Harvard-Yale Debate.

The Harvard-Yale debate, on the subject "That a young man casting his first ballot in 1892 should vote for the nominees of the Democratic party," was held last night in Sanders theatre, before a very large and appreciative audience. Governor William E. Russell presided and introduced the speakers in turn. Each speaker spoke for fifteen minutes.

The debate was opened by R. D. Upton of Yale, who spoke on "The party of progress and modern ideas." Many things have been urged against the Democratic party, but it is essentially a party of reform, nominating Grover Cleveland, who become the head and consolidated that party, and won for it a glorious record. The Republican party, while it possessed great sentiments had also great unity, but when it lost them, it became broken. While the Republican party has became a party of selfish expedients, the Democratic party protects individual freedom. The Democratic party of today is a champion of peace, purity and reform. It stands for freedom and progression, - a party which is, and not one which has been.

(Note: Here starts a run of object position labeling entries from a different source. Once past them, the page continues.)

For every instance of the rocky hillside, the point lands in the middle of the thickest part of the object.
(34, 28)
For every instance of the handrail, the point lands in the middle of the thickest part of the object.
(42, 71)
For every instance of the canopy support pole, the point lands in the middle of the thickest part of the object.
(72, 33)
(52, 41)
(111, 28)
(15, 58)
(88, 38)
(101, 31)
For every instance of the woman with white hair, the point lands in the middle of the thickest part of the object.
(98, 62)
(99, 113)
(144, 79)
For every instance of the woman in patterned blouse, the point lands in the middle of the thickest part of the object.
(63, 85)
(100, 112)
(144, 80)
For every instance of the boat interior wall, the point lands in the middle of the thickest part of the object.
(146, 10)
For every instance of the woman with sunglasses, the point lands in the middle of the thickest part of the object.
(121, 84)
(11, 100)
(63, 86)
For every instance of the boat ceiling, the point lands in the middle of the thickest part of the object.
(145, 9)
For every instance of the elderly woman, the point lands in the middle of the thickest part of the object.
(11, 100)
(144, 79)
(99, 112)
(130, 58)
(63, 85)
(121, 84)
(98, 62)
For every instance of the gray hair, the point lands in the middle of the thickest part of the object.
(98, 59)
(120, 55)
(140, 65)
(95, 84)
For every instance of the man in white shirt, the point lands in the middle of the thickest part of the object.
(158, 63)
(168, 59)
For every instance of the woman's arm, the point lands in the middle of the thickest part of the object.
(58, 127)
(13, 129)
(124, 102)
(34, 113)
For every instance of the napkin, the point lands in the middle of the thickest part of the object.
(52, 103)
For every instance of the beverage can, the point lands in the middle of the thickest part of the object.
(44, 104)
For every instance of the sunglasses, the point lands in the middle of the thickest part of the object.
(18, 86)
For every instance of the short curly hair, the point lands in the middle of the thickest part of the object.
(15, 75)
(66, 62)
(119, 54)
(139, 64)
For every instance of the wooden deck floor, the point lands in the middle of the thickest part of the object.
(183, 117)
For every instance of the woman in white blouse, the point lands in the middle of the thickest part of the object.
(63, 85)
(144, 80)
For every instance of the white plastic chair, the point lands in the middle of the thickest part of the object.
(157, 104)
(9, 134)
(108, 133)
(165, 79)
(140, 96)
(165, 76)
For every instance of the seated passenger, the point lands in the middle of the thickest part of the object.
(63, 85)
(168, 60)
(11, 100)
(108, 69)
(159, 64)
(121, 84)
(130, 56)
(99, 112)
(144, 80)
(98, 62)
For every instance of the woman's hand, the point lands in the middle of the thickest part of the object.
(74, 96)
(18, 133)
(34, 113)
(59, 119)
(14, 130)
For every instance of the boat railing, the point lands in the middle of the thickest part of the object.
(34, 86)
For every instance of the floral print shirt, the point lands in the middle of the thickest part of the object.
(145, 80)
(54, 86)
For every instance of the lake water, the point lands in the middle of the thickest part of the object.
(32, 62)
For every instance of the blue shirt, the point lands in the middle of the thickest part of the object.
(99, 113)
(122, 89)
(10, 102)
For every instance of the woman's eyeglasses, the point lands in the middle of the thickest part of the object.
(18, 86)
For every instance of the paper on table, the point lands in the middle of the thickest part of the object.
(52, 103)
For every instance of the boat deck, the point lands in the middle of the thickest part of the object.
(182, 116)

G. P. Costigan of Harvard followed, speaking on the silver question. The future must be judged only by the present, and what the Democratic party stands for today it must next November. Twenty-three Democrats in the Senate have declared in favor of free coinage and only two against it. Leaving out of account the few Western silver producing states and Massachusetts, where both parties are opposed to it, Democrats are in favor of free coinage. The coinage of silver dollars in the United States is so limited that gold can redeem them, and so the gold standard is maintained and the money condition of the United States is sound. Unlimited coinage of silver dollars would make it impossible for their country to redeem them in gold. No doubt it would be rash for the United States alone to undertake free coinage of silver, yet this is what the Democratic party is trying to bring about today. In 1875 the Democratic party fought for inplated paper currency, today it fights for inflated silver currency. That party, controlled by the spirit of inflation, is only held together by its opposition to the Republican party. It is a "dense" party and has accomplished nothing.

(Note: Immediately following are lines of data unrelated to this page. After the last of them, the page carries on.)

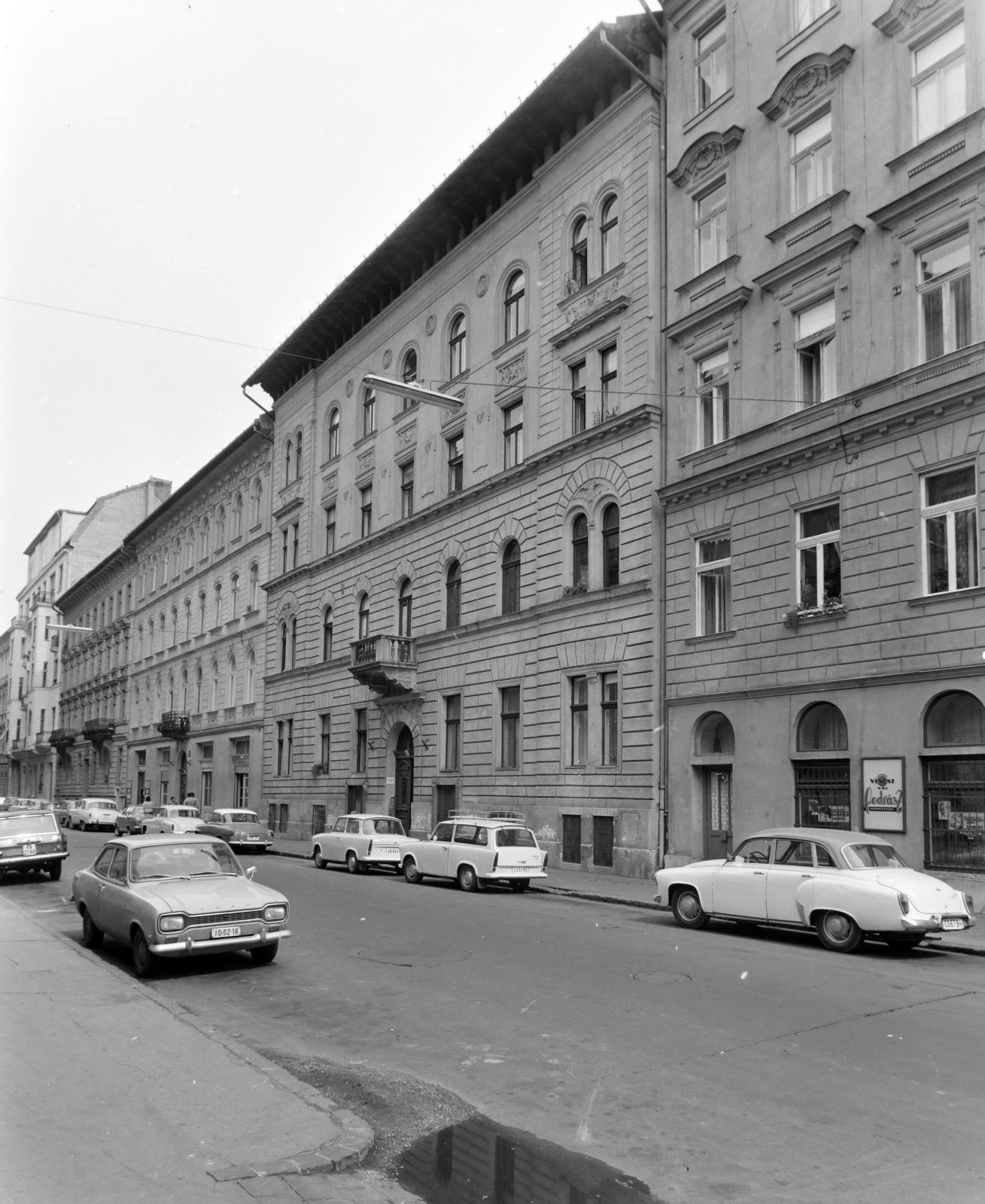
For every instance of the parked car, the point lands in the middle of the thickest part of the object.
(239, 829)
(172, 819)
(178, 896)
(361, 842)
(846, 885)
(477, 850)
(32, 841)
(93, 813)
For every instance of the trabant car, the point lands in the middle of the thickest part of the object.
(477, 850)
(93, 813)
(178, 896)
(32, 841)
(240, 829)
(361, 842)
(846, 885)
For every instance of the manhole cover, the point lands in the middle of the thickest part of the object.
(662, 978)
(425, 953)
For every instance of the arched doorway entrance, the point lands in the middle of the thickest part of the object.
(405, 778)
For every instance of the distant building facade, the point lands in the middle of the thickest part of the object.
(826, 425)
(461, 600)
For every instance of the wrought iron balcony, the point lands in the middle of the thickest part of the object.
(388, 665)
(175, 724)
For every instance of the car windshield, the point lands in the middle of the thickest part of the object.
(16, 825)
(515, 838)
(872, 856)
(181, 861)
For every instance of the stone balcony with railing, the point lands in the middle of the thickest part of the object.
(388, 665)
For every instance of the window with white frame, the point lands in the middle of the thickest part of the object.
(710, 64)
(710, 227)
(810, 172)
(949, 518)
(714, 585)
(713, 399)
(819, 557)
(816, 365)
(945, 296)
(938, 81)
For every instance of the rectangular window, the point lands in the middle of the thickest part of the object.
(819, 558)
(361, 740)
(710, 233)
(329, 530)
(407, 491)
(945, 296)
(710, 64)
(453, 732)
(509, 728)
(816, 366)
(610, 683)
(579, 719)
(938, 81)
(950, 531)
(513, 436)
(366, 511)
(455, 463)
(610, 366)
(577, 397)
(713, 399)
(714, 585)
(810, 162)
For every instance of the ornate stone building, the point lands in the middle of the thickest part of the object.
(461, 597)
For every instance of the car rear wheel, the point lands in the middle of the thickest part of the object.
(688, 911)
(92, 937)
(838, 932)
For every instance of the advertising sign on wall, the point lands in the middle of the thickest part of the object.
(884, 795)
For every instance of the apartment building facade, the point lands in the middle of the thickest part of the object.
(461, 596)
(825, 421)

The question of tariff reform was then treated by W. E. Thoms of Yale. Our position on this question is best stated in the words of Grover Cleveland. "We enter on no crusade of free trade but to care for the interests of American laborers." The Mills bill was to prevent the draw on many millions. We maintain fifteen millions as the cost of the tin experiment and this retards us in many things. From the McKinley bill we have got increased taxation. We believe in free raw material, and do not think that our great industries will perish if we have less taxation on the necessaries of life. The Democracy stands for equality, progress and protection in its highest sense.

R. C. Surbridge of Harvard followed, speaking on the the tariff. Which shall a man choose - a tariff sufficient to pay our debts and support our government, or one of revenue only and raised without discrimination? We must judge the Democratic party, not by their promises, but by their purposes as defined in the Mills bill and their present attitude in Congress, After their opposition to the McKinley bill and declaring that they would work for tariff reform, they are trying to force a bill worse than their '88 bill, The Democratic party does not carry out the measures which it has thrust forward so eagerly.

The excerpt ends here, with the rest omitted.